Brodie's mom had loved kids and had wanted a houseful but, because she'd had complications while she was pregnant with Brodie, she'd had to forgo that dream. "I can't wait until you have kids," she'd tell Brodie. "I hope you have lots and I'll help you look after them."
Except you are not here when I need you most. You won't be here to help and I'll have to do it...alone.
Poppy wouldn't give up her traveling to become a nanny. Besides, knowing Poppy, she'd probably leave the baby at the supermarket or something.
"What about the man who impregnated you?"
"You make me sound like a broodmare, Pops," Brodie complained, pushing her hand into her hair. She looked around and noticed they were having this life-changing discussion in her too-small bathroom. "And why are we talking in here?"
"Because I'm standing in the doorway and you can't run away when the topic gets heated."
"I don't run away!" Brodie protested. Though, in her heart, she knew she did.
Poppy rolled her eyes at the blatant lie. "So, about the father."
"What about him?" Brodie demanded.
"Are you going to tell him?"
Brodie groaned. "I don't know what the hell I am going to do, Poppy!"
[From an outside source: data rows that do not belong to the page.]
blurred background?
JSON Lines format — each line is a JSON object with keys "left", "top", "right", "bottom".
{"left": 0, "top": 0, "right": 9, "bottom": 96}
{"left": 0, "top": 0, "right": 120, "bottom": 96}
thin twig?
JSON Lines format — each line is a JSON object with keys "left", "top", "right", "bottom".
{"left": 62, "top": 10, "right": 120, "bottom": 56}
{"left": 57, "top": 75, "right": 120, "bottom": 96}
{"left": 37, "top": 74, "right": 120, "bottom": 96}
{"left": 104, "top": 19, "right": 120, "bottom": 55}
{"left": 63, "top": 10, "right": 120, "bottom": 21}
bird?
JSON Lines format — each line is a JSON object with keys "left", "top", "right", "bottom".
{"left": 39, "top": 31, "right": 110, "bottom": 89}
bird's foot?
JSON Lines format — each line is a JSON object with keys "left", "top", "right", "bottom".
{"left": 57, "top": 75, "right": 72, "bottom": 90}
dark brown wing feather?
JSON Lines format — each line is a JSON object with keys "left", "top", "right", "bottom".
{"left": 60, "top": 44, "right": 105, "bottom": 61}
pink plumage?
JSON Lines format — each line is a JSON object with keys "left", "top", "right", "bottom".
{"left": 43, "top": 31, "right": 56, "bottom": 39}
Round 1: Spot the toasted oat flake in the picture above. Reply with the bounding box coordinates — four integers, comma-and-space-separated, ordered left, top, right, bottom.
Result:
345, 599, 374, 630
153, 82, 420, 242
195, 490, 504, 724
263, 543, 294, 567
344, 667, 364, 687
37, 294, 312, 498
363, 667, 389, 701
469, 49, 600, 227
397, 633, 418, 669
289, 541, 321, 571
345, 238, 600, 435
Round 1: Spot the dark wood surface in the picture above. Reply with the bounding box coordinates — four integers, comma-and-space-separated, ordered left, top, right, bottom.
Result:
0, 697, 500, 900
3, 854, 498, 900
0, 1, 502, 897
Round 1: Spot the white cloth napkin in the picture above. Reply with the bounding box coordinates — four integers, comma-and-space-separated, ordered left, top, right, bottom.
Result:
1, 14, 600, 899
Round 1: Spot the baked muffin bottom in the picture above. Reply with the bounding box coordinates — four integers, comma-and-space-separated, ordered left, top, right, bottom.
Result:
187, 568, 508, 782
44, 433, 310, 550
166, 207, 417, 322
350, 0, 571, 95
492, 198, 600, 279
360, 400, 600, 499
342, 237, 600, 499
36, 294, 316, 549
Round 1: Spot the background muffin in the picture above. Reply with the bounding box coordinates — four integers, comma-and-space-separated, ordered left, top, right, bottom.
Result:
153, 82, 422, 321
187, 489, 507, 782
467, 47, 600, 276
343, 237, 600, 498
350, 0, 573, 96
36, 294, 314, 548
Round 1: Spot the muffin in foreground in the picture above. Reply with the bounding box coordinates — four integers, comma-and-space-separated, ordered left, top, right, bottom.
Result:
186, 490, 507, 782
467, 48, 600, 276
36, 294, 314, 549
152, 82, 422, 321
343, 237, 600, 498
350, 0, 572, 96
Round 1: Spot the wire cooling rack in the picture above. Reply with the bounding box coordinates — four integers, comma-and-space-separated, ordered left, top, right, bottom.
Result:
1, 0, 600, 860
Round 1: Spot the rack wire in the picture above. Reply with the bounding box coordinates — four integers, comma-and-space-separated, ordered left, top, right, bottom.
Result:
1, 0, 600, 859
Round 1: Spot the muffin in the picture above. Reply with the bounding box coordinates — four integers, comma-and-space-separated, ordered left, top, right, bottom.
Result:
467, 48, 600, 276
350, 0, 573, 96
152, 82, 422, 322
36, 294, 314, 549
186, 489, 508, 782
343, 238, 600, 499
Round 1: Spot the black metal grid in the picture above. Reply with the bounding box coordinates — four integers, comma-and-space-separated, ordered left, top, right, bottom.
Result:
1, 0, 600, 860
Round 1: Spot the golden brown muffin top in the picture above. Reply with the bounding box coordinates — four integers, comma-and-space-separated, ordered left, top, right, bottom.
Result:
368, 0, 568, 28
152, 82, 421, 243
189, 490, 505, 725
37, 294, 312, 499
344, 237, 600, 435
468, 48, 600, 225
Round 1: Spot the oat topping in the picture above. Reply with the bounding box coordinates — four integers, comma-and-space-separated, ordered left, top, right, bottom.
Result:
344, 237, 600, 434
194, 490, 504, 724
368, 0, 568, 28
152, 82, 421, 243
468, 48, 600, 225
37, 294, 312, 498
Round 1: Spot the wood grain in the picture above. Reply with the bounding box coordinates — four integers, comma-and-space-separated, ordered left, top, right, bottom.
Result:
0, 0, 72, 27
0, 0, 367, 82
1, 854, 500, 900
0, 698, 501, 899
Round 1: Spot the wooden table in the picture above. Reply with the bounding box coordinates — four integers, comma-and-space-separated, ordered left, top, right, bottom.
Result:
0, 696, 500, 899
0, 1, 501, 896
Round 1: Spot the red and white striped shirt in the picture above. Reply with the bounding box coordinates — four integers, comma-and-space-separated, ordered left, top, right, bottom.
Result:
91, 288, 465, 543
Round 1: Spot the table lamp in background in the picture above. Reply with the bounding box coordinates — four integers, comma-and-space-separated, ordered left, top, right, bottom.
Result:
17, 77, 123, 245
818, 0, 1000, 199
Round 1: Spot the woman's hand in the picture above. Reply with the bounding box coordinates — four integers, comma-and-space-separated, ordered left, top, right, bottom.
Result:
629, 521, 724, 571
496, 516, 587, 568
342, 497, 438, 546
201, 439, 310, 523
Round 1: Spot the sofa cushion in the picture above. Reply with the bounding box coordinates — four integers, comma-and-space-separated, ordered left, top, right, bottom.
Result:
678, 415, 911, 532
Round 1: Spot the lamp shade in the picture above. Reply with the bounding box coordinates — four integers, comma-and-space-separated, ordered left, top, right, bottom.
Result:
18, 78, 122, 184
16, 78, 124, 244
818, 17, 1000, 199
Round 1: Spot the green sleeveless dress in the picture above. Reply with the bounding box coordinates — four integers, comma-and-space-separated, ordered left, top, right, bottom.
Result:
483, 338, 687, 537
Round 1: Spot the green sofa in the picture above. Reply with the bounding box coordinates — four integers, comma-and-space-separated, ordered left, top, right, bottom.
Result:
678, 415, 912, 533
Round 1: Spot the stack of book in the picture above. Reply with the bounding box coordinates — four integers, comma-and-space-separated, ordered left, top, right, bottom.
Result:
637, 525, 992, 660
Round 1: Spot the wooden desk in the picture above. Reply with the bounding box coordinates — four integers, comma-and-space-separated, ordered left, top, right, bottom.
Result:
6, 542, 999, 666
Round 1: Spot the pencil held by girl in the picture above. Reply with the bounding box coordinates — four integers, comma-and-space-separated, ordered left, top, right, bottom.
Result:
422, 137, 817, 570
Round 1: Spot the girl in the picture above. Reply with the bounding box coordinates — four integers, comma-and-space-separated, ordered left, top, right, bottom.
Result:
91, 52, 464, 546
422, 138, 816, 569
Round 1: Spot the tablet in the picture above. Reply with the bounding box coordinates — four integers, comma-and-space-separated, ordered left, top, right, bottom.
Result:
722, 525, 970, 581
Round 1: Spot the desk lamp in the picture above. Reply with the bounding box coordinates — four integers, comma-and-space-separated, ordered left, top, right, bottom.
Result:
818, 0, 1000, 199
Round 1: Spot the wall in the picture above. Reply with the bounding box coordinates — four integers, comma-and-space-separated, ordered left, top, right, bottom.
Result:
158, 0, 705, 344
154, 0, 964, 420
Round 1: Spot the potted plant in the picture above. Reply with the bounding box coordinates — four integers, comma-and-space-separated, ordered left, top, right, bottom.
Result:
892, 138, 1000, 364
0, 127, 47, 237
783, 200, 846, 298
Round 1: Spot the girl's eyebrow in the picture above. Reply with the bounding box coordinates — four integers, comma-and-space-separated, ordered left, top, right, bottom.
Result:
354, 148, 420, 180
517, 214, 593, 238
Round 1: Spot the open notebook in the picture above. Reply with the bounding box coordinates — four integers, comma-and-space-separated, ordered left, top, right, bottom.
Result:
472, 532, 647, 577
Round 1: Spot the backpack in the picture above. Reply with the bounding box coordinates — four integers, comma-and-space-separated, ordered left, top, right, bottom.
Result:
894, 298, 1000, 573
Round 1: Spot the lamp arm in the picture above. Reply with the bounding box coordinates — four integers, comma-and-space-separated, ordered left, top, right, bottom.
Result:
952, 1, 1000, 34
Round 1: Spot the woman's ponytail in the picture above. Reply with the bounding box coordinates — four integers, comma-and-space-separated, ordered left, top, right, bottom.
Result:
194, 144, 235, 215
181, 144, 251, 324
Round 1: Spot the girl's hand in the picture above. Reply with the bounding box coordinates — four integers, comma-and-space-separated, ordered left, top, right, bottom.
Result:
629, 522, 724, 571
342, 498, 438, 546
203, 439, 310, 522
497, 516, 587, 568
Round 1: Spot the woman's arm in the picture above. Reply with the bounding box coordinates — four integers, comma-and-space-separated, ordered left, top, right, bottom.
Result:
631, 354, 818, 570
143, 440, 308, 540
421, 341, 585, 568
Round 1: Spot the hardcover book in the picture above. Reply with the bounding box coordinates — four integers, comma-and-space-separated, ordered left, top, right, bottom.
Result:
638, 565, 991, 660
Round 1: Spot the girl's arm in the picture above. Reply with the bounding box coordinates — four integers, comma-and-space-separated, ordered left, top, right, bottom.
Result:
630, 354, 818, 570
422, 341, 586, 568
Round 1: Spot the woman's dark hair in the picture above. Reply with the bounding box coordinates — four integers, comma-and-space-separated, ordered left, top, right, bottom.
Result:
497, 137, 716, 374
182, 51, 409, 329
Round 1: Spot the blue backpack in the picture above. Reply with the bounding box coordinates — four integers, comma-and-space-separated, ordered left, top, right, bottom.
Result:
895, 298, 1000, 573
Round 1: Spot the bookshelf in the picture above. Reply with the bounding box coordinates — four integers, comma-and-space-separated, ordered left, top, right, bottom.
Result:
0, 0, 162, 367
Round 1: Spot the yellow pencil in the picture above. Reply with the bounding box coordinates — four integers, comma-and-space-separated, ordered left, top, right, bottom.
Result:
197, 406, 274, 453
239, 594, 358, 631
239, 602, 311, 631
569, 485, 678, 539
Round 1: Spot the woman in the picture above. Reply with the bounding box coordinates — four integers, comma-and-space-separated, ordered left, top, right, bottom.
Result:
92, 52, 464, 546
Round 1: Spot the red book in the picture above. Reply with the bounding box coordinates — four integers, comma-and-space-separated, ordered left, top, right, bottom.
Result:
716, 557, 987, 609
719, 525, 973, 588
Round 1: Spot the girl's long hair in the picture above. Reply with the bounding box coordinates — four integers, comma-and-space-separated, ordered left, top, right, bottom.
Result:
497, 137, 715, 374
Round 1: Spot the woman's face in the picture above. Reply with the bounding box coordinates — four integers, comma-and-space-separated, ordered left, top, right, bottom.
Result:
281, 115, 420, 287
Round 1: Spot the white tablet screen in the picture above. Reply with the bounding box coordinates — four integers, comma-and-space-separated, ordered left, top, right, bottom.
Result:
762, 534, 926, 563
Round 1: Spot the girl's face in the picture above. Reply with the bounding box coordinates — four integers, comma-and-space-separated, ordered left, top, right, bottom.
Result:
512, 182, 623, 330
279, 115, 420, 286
Poppy crossed one ankle over the other and Brodie saw she'd acquired a new tattoo in Bali, this one on her wrist. "I think you should talk to him. The decision lies with you but he was there. He helped create the situation and he has a right to be part of the solution."
"He doesn't have to know, either way."
"Legally? No. Morally? You sure?" Poppy asked.
Brodie tipped her head up to look at the ceiling. "I was at the point of making a decision," Brodie complained. "Thank you for complicating the situation for me, Great-aunt."
"Someone needs to," Poppy muttered, looking exasperated. She pointed a long finger at Brodie's face. "Your problem is that since your parents and friends died, you always take the easy route, Brodie."
"I do not!"
"Pfft. Of course you do! Not having this baby is the easy way. Not telling the father is the easy way. Living in this house and burying yourself in your work-finding other people love but not yourself!-is taking the easy route. You need to be braver!"
"I survived a multicar pileup that wiped out my parents and best friends!" Brodie shouted.
"But it didn't kill you!" Poppy responded, her voice rising, too. "You are so damn scared to risk being hurt that you don't live! You satisfy your need for love by setting up other people. You keep busy to stop yourself from feeling lonely, and you don't do anything exciting or fun. Do you know how thrilled I am to find out that you've had a one-night stand? I think it's brilliant because someone finally jolted you out of your safety bubble. And, dammit, I hope you are brave enough to talk to the father, to have this kid, because I think it will be the making of you."
Through Brodie's shock and anger she saw Poppy blink back tears. Poppy was the strongest person she knew and not given to showing emotion. "I want you to be brave, Brodie. I want you to start living."
Brodie felt her anger fade. "I don't know how," she whispered. "I've forgotten."
Poppy walked toward her and pulled her to her slight frame. "You start by taking one step at a time, my darling. Go talk to the father..." Poppy pulled back to frown at Brodie. "Who is the father?"
"Kade Webb."
"My baby has taste." Poppy grinned. "Well, at the risk of sounding shallow, at the very least the baby will be one good-looking little human." Poppy grabbed Brodie's hand and pulled her from the bathroom. "Now come and tell me how you met and, crucially, how you ended up in bed."
Six
Date one of three and he was officially off the publicity wagon until he had to do this again next month.
Well, he would be done as soon as she left his apartment. He wouldn't offer her any more wine, Kade decided. He wasn't going to extend the date any longer than he absolutely had to. He'd wanted to have supper at a restaurant but Wren had insisted he cook Rachel dinner in his expansive loft apartment. Cooking her dinner would show the public his caring, domestic side.